A PRIO assinou um protocolo com o Politécnico de Setúbal para promover a mobilidade elétrica. A criação do PRIO Lab no Instituto de Setúbal faz parte de um investimento de 11,5 milhões de euros que a PRIO irá fazer, até 2025, em mobilidade elétrica.

Tendo em conta que a mão-de-obra qualificada será uma ameaça ao desenvolvimento da mobilidade elétrica em Portugal, a PRIO uniu esforços com politécnicos para formar engenheiros com know-how para potenciar esta área em Portugal. O objetivo deste protocolo, agora celebrado juntamente com outros 4 politécnicos nacionais, é apostar no contacto próximo dos estudantes com as tecnologias da mobilidade elétrica, dotando-os das competências necessárias para que possam contribuir para a otimização desses produtos e serviços, fomentando a inovação e unindo forças entre as instituições de ensino e a indústria.

Como parte da criação do PRIO Lab, a empresa doou ao Instituto de Setúbal, pack’s de baterias de tração de várias marcas e modelos, carregador semirrápido AC, contadores inteligentes e outros instrumentos de apoio diverso. A parceria não fica por aqui, e a PRIO abre a porta do seu conhecimento no terreno através de ações de formação para a comunidade estudantil e possibilidades de estágio na empresa. Por ano a PRIO espera vir a formar cerca de 450 alunos.
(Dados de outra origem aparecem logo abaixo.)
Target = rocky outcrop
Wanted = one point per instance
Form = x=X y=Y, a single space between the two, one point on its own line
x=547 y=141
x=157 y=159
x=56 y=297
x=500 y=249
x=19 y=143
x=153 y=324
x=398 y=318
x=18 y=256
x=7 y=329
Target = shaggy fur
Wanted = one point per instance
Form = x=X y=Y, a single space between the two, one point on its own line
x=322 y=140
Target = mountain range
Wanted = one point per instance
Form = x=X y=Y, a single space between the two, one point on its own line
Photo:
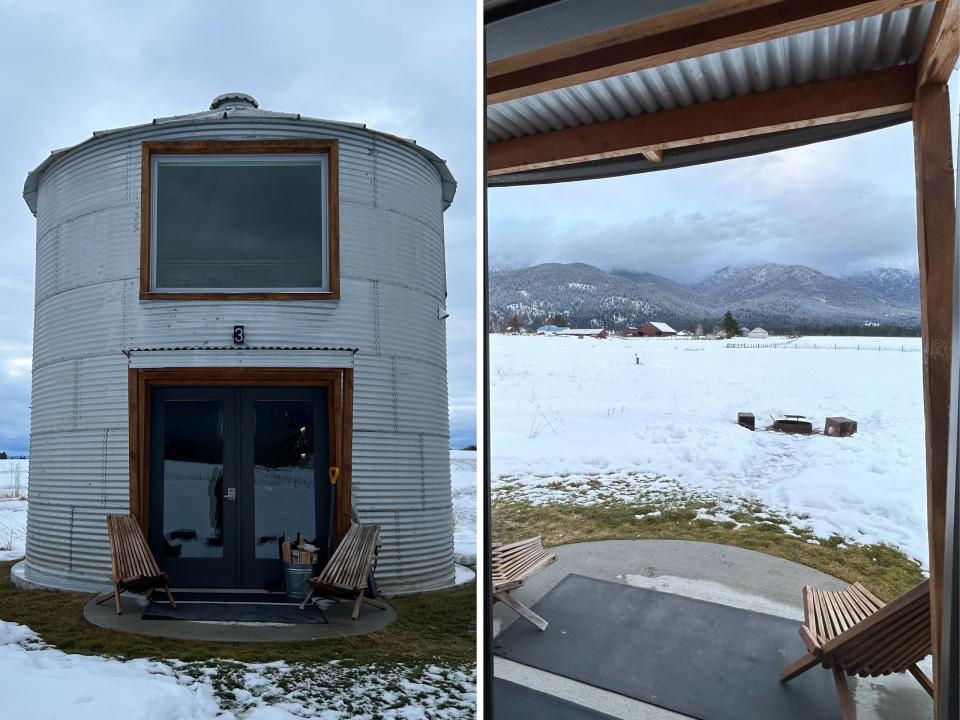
x=776 y=297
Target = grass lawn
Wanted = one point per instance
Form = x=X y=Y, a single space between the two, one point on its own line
x=431 y=627
x=882 y=568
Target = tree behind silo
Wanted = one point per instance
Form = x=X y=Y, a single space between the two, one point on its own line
x=730 y=325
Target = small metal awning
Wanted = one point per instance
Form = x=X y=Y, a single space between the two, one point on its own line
x=241 y=356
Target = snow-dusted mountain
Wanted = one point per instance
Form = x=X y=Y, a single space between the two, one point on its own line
x=898 y=286
x=774 y=296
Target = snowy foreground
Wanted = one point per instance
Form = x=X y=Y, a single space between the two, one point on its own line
x=463 y=474
x=46 y=684
x=581 y=421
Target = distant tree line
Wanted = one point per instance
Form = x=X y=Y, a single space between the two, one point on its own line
x=516 y=323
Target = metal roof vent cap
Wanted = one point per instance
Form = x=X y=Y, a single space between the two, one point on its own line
x=233 y=100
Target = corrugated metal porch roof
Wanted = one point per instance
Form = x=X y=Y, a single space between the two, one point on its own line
x=846 y=49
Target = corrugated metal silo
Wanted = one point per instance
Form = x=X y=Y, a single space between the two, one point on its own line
x=92 y=327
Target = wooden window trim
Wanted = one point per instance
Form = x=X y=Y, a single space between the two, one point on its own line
x=339 y=385
x=330 y=148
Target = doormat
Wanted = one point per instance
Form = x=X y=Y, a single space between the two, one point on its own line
x=517 y=702
x=701 y=659
x=267 y=608
x=159 y=596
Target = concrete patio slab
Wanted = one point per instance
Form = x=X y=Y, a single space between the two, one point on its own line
x=715 y=573
x=340 y=624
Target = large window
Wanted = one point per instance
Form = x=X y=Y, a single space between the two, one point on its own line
x=240 y=220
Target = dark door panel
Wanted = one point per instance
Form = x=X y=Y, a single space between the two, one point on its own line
x=193 y=463
x=283 y=480
x=233 y=471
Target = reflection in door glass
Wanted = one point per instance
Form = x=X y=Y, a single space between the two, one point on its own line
x=283 y=474
x=193 y=479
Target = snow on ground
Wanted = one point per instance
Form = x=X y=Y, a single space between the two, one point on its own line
x=653 y=421
x=13 y=509
x=463 y=475
x=43 y=683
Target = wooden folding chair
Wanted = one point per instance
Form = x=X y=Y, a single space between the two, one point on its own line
x=852 y=632
x=512 y=566
x=347 y=572
x=134 y=567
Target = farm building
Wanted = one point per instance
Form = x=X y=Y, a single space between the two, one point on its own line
x=598 y=333
x=653 y=329
x=229 y=306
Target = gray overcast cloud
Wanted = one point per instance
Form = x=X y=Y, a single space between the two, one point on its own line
x=840 y=207
x=68 y=69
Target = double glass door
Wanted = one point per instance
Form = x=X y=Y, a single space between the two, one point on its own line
x=234 y=471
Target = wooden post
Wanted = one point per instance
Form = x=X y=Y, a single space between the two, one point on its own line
x=936 y=219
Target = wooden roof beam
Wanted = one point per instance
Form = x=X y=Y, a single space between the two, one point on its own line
x=692 y=32
x=942 y=46
x=881 y=92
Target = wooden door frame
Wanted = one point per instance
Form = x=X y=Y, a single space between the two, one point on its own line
x=337 y=381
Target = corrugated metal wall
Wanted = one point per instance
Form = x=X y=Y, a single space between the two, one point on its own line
x=88 y=313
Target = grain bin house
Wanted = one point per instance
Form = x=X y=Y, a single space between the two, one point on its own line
x=228 y=305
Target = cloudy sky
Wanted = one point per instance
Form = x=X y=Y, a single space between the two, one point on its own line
x=67 y=69
x=839 y=206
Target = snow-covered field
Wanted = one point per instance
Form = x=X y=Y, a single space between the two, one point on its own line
x=13 y=510
x=43 y=683
x=463 y=475
x=653 y=421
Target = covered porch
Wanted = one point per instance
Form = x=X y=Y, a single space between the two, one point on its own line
x=579 y=92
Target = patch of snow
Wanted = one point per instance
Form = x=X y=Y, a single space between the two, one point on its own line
x=463 y=476
x=13 y=529
x=44 y=683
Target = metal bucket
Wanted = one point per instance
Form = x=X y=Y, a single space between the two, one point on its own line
x=297 y=575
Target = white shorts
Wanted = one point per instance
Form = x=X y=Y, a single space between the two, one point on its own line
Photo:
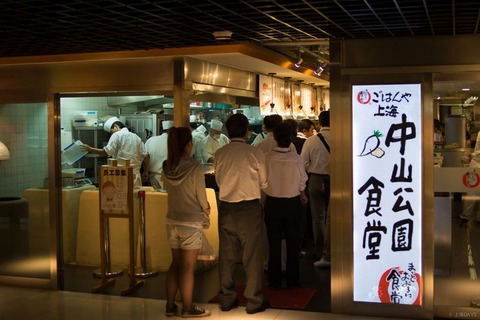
x=185 y=238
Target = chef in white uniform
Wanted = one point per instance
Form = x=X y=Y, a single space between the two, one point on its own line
x=215 y=140
x=158 y=150
x=124 y=144
x=198 y=134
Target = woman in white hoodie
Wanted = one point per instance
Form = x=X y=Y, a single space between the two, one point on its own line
x=188 y=208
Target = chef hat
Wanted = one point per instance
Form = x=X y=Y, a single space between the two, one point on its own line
x=201 y=128
x=167 y=124
x=216 y=125
x=108 y=124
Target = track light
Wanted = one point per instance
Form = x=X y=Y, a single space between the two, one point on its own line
x=319 y=70
x=300 y=59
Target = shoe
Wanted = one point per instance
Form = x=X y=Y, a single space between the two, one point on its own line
x=264 y=306
x=322 y=263
x=230 y=307
x=195 y=312
x=170 y=312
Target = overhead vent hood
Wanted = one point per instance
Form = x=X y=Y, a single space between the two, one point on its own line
x=141 y=101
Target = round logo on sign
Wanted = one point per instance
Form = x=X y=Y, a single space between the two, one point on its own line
x=397 y=286
x=364 y=97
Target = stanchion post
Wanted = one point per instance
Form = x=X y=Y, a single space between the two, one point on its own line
x=143 y=273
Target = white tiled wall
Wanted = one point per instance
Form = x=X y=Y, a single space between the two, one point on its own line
x=23 y=129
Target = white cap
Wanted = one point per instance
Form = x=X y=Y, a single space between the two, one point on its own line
x=216 y=125
x=108 y=124
x=201 y=128
x=167 y=124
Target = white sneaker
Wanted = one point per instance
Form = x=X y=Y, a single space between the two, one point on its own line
x=322 y=263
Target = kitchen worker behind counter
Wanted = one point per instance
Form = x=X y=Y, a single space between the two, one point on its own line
x=124 y=144
x=157 y=150
x=215 y=140
x=198 y=134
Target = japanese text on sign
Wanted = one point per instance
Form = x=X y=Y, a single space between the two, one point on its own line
x=387 y=190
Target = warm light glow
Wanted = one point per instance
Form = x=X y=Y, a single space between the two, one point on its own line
x=4 y=153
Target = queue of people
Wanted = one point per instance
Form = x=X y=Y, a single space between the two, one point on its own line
x=264 y=190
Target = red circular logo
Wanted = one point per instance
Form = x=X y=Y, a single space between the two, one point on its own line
x=364 y=97
x=471 y=179
x=400 y=287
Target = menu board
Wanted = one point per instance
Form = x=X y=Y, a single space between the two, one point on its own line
x=387 y=193
x=114 y=189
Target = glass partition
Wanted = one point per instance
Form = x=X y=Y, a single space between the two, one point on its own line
x=24 y=217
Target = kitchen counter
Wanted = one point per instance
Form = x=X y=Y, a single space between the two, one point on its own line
x=158 y=254
x=39 y=219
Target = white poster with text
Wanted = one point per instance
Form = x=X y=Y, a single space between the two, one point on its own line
x=387 y=191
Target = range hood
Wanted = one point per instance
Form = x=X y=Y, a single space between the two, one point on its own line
x=141 y=101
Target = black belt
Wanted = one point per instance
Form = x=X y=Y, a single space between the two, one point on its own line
x=320 y=175
x=241 y=202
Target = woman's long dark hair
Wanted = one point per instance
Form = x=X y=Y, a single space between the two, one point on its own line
x=178 y=138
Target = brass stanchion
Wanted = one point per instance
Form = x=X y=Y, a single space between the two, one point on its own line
x=116 y=201
x=143 y=273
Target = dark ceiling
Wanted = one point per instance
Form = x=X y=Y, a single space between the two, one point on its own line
x=44 y=27
x=41 y=27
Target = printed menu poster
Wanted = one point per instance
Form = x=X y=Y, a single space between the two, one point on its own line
x=114 y=189
x=387 y=191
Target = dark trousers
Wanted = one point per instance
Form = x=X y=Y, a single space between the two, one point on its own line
x=283 y=220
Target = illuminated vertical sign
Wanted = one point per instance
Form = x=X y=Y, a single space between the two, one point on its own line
x=114 y=189
x=387 y=193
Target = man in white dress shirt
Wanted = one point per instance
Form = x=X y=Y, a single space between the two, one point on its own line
x=198 y=134
x=285 y=196
x=270 y=122
x=215 y=140
x=240 y=174
x=157 y=149
x=316 y=157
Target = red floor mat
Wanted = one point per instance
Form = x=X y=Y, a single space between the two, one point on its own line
x=285 y=298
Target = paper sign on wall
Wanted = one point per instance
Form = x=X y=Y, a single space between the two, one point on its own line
x=387 y=190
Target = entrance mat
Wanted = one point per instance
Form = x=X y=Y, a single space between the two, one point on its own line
x=284 y=298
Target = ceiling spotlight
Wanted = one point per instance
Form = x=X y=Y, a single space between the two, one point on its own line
x=299 y=62
x=222 y=35
x=300 y=59
x=318 y=71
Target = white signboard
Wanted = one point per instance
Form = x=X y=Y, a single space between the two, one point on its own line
x=114 y=189
x=387 y=191
x=271 y=95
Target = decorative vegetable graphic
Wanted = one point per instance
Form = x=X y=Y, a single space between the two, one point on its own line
x=372 y=144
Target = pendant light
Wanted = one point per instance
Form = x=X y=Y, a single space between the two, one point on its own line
x=4 y=153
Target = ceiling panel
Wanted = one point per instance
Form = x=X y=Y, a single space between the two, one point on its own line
x=50 y=27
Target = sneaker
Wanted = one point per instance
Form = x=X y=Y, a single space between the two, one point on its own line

O investimento de milhões que a PRIO decide agora pôr em prática procura dar um impulso à renovação de meios e materiais disponibilizados e pretende atualizar a tecnologia da rede. Assim, nos próximos meses a PRIO irá inaugurar o primeiro posto ultra-fast-charge, localizado no concelho de Cascais. Este carregador permite reduzir ainda mais o tempo de carga em relação aos atuais carregadores. 

A PRIO espera que o seu investimento de 11,5 milhões de euros e os contínuos esforços para um futuro de mobilidade elétrica eficaz e confortável, contribuam para os principais objetivos do ambiente nas agendas governativas europeia e nacional, enquanto se aprimora a formação dos estudantes e dos futuros profissionais do país. A junção destas componentes e a vontade de mudança das instituições pode fazer com que Portugal se torne um exemplo a seguir no planeamento e ação em torno da mobilidade elétrica.